There are many factors that go into a rising graduation rate — and many of those factors have nothing to do with the level of education being delivered at the high schools. However, when a student enters the ninth grade, the high school has four years to address any issues developed over the past eight or nine years of education; sometimes more. In any school system, it is truly a team effort filled with teachers, counselors, administrators, media specialists and others all along the path that leads to the graduation stage.
Weaknesses in a student can be identified early. However, if they are not addressed, they can lead to problems for the rest of their k-12 careers. By the eighth grade, a student’s drop-out potential can be pretty accurately predicted, and once they enter high school, their numbers count.
What the graduation rate does show — over time — is how hard a school system is working to address the issues facing students in its system. In Bibb County the grad rate in 2014 was 58.9 percent. The latest data put the grad rate at 71.6 percent.
Dr. Curtis Jones, Bibb’s superintendent, in his first convocation stressed the need for teachers to start instilling in their students the vision of high school graduation by stressing what graduation class students were a member of. He also reminded teachers and administrators in his November 2015 blog (when the district went from 58.7 percent to a 71.6 percent graduation rate), “As we analyze why this outstanding achievement occurred, we should stay focused and realize we just upped the level of expectations by our parents and our community. If we can get 71 percent this year, they are not going to be happy with a decline next year, so let’s keep moving forward. Congratulations! This is something to celebrate!”
He was right then, and he could use the same phrase today. All schools have to stay on their game — not just the high schools. While Howard had an increase over last year of 7.5 percent, Central, 0.4 percent, Rutland 5 percent, Northeast 3.6 percent, Westside dropped 3.8 percent, as did Southwest by 4.1 percent. The only other high school to see its graduation rate drop among Bibb, Houston, Monroe, Peach and Jones counties was Houston County High School with a dip of 1.5 percent.

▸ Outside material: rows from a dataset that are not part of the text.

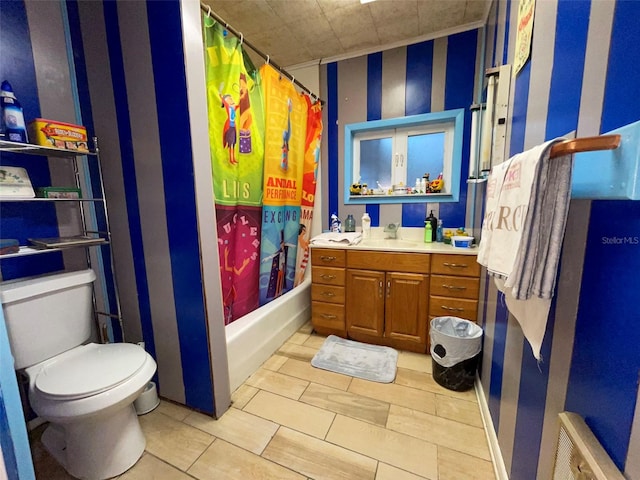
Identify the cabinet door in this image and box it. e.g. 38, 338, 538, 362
345, 269, 385, 337
384, 272, 429, 345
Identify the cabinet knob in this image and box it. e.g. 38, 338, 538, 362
440, 305, 464, 312
442, 283, 467, 290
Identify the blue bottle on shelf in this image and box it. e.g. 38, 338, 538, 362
0, 80, 28, 143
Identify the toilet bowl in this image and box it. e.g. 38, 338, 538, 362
0, 270, 156, 480
25, 343, 156, 479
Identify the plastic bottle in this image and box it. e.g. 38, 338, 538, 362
362, 212, 371, 238
425, 210, 438, 242
0, 80, 28, 143
344, 214, 356, 232
329, 212, 342, 233
436, 219, 444, 242
424, 220, 433, 243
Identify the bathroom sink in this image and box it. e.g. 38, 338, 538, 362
360, 238, 418, 248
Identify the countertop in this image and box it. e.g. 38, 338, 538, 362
310, 227, 478, 255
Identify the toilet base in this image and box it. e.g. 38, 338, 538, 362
42, 403, 146, 480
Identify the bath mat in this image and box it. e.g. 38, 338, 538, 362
311, 335, 398, 383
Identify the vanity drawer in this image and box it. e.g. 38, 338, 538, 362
431, 253, 480, 277
311, 248, 347, 267
311, 284, 344, 305
311, 267, 345, 286
429, 295, 478, 322
311, 302, 346, 335
347, 250, 431, 274
429, 275, 480, 300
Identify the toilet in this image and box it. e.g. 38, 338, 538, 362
0, 270, 156, 480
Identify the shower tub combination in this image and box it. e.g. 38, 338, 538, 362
225, 275, 311, 392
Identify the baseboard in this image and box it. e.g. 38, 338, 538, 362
476, 376, 509, 480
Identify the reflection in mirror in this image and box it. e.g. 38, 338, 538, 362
344, 109, 464, 204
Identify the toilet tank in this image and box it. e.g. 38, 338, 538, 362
0, 270, 96, 370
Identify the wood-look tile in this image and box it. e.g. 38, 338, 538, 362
326, 415, 438, 479
438, 447, 496, 480
394, 368, 478, 402
155, 400, 193, 422
139, 409, 213, 470
278, 358, 352, 390
287, 330, 309, 345
277, 342, 317, 362
304, 333, 327, 350
300, 383, 389, 426
398, 350, 432, 374
387, 405, 491, 460
118, 453, 192, 480
231, 383, 258, 409
262, 427, 378, 480
298, 320, 313, 334
29, 423, 74, 480
348, 378, 436, 413
184, 408, 279, 455
244, 390, 335, 438
262, 354, 289, 372
436, 395, 484, 428
187, 439, 305, 480
245, 368, 309, 400
376, 462, 425, 480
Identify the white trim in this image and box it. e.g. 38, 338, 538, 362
180, 0, 231, 418
475, 376, 509, 480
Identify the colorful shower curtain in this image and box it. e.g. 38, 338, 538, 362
294, 95, 322, 286
260, 64, 307, 305
203, 16, 264, 324
202, 14, 322, 324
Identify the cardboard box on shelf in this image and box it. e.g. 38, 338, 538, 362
29, 118, 89, 152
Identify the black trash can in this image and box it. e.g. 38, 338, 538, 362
430, 317, 482, 392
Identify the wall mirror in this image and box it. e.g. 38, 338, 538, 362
344, 109, 464, 204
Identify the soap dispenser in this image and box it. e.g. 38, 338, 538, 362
425, 210, 438, 242
424, 220, 433, 243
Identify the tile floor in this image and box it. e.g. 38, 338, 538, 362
30, 324, 495, 480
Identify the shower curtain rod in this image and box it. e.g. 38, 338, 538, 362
200, 2, 325, 105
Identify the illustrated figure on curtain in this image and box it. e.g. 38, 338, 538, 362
262, 230, 296, 299
280, 98, 293, 171
295, 223, 310, 285
239, 73, 253, 153
202, 14, 264, 324
220, 90, 238, 165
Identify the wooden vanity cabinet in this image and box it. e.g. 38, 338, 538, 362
311, 248, 347, 337
345, 250, 429, 352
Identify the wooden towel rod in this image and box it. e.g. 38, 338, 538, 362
550, 135, 620, 158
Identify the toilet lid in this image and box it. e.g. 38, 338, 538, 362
35, 343, 147, 399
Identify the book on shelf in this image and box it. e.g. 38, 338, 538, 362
29, 235, 106, 248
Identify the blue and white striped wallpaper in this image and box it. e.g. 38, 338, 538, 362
481, 0, 640, 480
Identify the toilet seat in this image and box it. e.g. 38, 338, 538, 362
34, 343, 148, 400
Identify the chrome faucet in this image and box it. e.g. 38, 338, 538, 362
384, 223, 400, 238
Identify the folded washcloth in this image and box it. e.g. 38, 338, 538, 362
311, 232, 362, 245
478, 139, 573, 359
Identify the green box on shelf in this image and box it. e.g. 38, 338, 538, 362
37, 187, 82, 198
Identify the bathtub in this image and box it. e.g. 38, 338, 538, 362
225, 275, 311, 392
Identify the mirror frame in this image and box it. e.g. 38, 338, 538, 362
344, 108, 464, 205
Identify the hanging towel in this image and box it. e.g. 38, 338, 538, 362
311, 232, 362, 246
478, 139, 573, 360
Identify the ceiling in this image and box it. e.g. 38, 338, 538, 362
203, 0, 492, 67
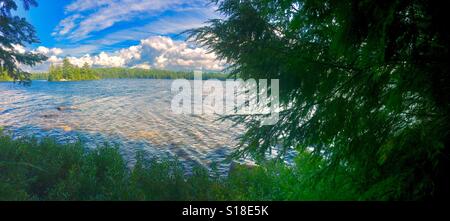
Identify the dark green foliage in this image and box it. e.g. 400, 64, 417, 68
48, 58, 100, 81
0, 0, 47, 82
0, 132, 359, 200
191, 0, 450, 200
46, 58, 228, 81
93, 68, 228, 80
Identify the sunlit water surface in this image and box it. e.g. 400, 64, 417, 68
0, 79, 248, 173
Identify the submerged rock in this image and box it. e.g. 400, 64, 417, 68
61, 125, 72, 132
56, 106, 78, 111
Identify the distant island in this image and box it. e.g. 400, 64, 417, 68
28, 58, 228, 81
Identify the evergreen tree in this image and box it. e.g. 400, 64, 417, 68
0, 0, 47, 82
191, 0, 450, 199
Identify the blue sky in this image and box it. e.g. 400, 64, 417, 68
17, 0, 223, 71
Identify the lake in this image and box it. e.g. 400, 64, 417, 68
0, 79, 243, 173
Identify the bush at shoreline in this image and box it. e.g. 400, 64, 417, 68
0, 132, 355, 200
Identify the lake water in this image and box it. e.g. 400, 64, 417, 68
0, 79, 243, 173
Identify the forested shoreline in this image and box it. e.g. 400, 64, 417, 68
25, 59, 228, 81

Various districts employ different strategies to make sure students stay in school and earn enough credits to graduate on time. Some districts have active partnerships with colleges and universities. Some schools hold Saturday sessions and credit recovery sessions during holiday periods where students can catch up, or alternative night sessions such as those held at Westside High School.
Again, the graduation rates for 2015-16 cohort, started in 2012, so work has to start long before students of any cohort walk across the stage to receive their diplomas. All states are now calculating graduation rates using the same formula, so the state-to-state data can be accurately compared.
Will there ever come a time when a 100 percent graduation rate is always firmly in hand without the extra attention? Every cohort of students presents challenges. Times are constantly changing. Remediation programs used today will have to be adjusted to address how society evolves throughout the 21st century.
One thing is certain, a high school diploma, while not the ticket to a good job and career that it once was, is still absolutely necessary to open the doors of higher education that hold the keys to success.